The script converts the synthetic data to the appropriate backend format before running the benchmarks.

3. Preprocessing Steps

The following preprocessing steps are benchmarked:

  • Imputation:
    • StepImputeFill: Forward-fill and zero-fill strategies.
    • StepSklearn: Using MissingIndicator from sklearn.
  • Scaling:
    • StepSklearn: Using scalers like StandardScaler, MinMaxScaler, etc.
  • Discretization:
    • StepSklearn: Using KBinsDiscretizer.
  • Historical Accumulation:
    • StepHistorical: Using accumulators like MIN, MAX, MEAN, and COUNT.

4. Metrics

For each preprocessing step, the script measures:

  • Execution Time: The time taken to apply the step.
  • Memory Usage: The peak memory usage during the step.

Running the Benchmark

Command

Run the script using the following command:

python perform_benchmark.py --data_sizes 1000 10000 --seeds 42 41

Arguments

  • --data_sizes: A list of data sizes to benchmark (e.g., 1000, 10000).
  • --seeds: A list of random seeds for reproducibility.

Example

python perform_benchmark.py --data_sizes 1000 10000 100000 --seeds 42 43

Results

Output

The script generates a CSV file with the benchmarking results.

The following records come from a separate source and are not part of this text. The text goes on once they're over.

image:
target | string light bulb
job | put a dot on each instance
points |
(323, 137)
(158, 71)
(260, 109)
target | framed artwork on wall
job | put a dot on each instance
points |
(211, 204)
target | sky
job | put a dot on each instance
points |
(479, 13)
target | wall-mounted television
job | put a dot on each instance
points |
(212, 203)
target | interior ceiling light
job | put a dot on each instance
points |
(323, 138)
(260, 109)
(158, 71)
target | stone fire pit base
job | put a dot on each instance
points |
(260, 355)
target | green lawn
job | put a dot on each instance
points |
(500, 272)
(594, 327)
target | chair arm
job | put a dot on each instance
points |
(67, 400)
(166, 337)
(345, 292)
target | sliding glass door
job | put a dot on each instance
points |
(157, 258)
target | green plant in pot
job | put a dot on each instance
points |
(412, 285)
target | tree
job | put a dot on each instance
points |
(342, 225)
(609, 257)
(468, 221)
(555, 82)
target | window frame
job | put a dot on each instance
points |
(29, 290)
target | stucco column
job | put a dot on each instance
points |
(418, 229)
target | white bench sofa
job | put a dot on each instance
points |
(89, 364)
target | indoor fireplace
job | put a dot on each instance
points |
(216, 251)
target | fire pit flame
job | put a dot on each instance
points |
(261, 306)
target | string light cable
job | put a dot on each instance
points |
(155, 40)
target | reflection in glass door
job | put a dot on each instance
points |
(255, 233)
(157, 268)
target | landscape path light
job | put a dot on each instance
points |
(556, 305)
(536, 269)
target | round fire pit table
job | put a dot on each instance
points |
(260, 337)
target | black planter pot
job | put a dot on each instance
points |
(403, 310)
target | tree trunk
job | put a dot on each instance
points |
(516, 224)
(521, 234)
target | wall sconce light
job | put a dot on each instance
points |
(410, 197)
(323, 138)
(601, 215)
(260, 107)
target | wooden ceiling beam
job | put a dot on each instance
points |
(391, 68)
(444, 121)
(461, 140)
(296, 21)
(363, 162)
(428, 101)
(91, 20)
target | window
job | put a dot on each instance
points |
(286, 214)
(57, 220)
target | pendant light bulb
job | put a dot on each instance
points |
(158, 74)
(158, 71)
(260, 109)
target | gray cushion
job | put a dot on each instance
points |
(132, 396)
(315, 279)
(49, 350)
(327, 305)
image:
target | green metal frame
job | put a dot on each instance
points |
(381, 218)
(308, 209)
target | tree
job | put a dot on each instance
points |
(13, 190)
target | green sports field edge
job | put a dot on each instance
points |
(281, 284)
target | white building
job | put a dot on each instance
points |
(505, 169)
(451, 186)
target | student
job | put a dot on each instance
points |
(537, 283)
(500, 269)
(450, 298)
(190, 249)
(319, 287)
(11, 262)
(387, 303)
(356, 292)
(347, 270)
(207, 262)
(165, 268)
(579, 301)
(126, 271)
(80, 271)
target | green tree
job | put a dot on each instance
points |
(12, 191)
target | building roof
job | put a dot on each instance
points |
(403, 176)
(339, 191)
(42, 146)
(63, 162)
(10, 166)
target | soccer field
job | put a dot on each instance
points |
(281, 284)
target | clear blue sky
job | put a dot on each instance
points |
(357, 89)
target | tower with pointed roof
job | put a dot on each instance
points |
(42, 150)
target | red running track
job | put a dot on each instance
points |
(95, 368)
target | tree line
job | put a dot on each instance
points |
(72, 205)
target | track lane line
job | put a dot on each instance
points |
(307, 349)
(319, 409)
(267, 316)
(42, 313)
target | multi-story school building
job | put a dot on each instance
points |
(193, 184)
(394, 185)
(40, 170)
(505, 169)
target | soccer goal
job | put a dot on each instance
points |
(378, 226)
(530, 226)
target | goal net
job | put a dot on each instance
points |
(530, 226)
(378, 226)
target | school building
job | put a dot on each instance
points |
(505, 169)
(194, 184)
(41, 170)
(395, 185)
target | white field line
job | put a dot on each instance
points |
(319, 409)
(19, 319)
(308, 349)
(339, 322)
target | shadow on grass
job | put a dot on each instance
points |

The filename includes the data sizes, seeds, and a timestamp. For example:

results_datasizes_[1000, 10000]_seeds_[42, 43]_datetime_2025-11-19_12-00-00.csv

Aggregated Metrics

The results include:

  • Mean Execution Time (duration_mean)
  • Standard Deviation of Execution Time (duration_std)
  • Mean Memory Usage (memory_mean)
  • Standard Deviation of Memory Usage (memory_std)
  • Speed Difference: Difference in execution time between Pandas and Polars.
  • Speedup: Ratio of Pandas execution time to Polars execution time.

Example Workflow

1. Dynamic Recipe Benchmark

The benchmark_dynamic_recipe function benchmarks a dynamic recipe with multiple preprocessing steps applied sequentially.

2. Step-Specific Benchmark

The benchmark_step function benchmarks a single preprocessing step.

3. Backend Comparison

The benchmark_backend function compares the performance of Polars and Pandas for the same preprocessing steps.


Example Results

Sample Output

Data Size Step Backend Duration Mean (ms) Memory Mean (MB) Speedup
1000 StepImputeFill Pandas 50.0 10.0 1.5
1000 StepImputeFill Polars 33.3 8.0 1.5
10000 StepHistoricalMean Pandas 500.0 50.0 2.0
10000 StepHistoricalMean Polars 250.0 30.0 2.0

Customization

Adding New Steps

To benchmark additional steps:

  1. Define the step in the steps_complete or steps_missing list.
  2. Ensure the step is compatible with both Pandas and Polars.

Modifying Metrics

To add or modify metrics:

  1. Update the run_step_benchmark function to include the new metric.
  2. Update the aggregation logic in the benchmark_backend function.

Notes

  • Dependencies: Ensure all required libraries (e.g., polars, pandas, sklearn, tqdm, memory_profiler) are installed.
  • Performance: Polars is generally faster and more memory-efficient than Pandas for large datasets.
  • Reproducibility: Use the --seeds argument to ensure consistent results across runs.

Next Steps

  • Analyze the results using the aggregate_results.ipynb notebook.
  • Use the benchmarking results to optimize preprocessing pipelines in the ReciPies library.